We’ve observed that successful investing is goal-focused and planning-driven, while most of the failed investing was market-focused and performance-driven. Another way of making the same point is to tell you that the most successful investors we've known were acting continuously on a plan—tuning out the fads and fears of the moment—while the failing investors we've encountered were continually and randomly reacting to economic and market "news."

Current events in the economy and the markets are in that sense distractions of one sort or another. For this reason, we make no attempt to infer an investment policy from today's or tomorrow's headlines, but rather align clients' portfolios with their most cherished, long-term goals.

We don't forecast the economy, make no attempt to time markets, and cannot—nor, we’re convinced, can anyone else—consistently project future relative performance of specific investments based on past performance. In a nutshell, we are planners rather than prognosticators. We believe our highest value services are planning and behavioral coaching—helping clients avoid overreacting to market events both negative and positive.

Our essential principles of portfolio management in pursuit of our clients' most important goals are fourfold.
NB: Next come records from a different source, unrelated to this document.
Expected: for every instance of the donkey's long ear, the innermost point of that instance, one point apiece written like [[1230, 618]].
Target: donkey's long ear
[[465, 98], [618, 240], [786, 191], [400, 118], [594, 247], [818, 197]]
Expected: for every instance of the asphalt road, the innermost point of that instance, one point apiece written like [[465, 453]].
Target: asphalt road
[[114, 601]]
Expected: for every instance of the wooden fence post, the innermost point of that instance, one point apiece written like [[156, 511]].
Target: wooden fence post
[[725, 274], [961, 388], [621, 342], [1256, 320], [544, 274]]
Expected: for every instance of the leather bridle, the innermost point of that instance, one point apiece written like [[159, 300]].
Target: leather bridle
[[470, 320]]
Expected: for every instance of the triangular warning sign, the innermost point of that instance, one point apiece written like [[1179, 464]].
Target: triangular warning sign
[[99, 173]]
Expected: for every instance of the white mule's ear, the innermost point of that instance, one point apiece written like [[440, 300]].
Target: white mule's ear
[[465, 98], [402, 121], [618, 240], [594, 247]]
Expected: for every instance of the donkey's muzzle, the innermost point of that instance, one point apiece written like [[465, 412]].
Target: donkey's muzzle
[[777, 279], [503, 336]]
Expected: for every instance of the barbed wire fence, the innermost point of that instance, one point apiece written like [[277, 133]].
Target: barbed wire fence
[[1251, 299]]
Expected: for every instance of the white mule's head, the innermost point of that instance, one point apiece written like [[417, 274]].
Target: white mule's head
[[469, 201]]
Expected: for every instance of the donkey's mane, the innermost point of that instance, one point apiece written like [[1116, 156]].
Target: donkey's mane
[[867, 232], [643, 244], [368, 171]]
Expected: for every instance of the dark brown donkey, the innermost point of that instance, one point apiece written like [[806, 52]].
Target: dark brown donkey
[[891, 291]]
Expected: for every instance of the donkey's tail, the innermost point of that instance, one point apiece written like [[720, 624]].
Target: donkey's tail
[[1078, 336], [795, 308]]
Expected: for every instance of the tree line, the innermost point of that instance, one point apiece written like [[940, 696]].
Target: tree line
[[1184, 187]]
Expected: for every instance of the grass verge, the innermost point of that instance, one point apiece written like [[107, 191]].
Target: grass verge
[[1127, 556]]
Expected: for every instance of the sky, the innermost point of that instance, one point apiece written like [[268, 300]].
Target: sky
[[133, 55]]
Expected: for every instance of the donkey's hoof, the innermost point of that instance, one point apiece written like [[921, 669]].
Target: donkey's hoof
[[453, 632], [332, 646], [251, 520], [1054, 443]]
  1. The performance of a portfolio relative to a benchmark is largely irrelevant to financial success.
  2. The only benchmark we should care about is the one that indicates whether you are on track to accomplish your financial goals.
  3. Risk should be measured as the probability that you won't achieve your financial goals.
  4. Investing should have the exclusive objective of minimizing risk to the greatest extent possible.

Concerning our investment committee, we and our clients benefit from our investment committee meetings and consensus decisions on portfolio allocations. Our investment committee’s mandate is to help our clients make good decisions and capture excess returns over the long run. It is our job to sort through the flood of new ideas, the constant noise of the news cycle, and varying research updates – all to help find solutions that give you the best chance of realizing your goals.

A big part of successful investing is avoiding mistakes, and our committee’s framework (multiple advisors, opinions, and experiences) reduces the opportunity for performance chasing or reactionary moves while highlighting our best ideas. Equally important, this framework emphasizes a patient process and long-term mindset.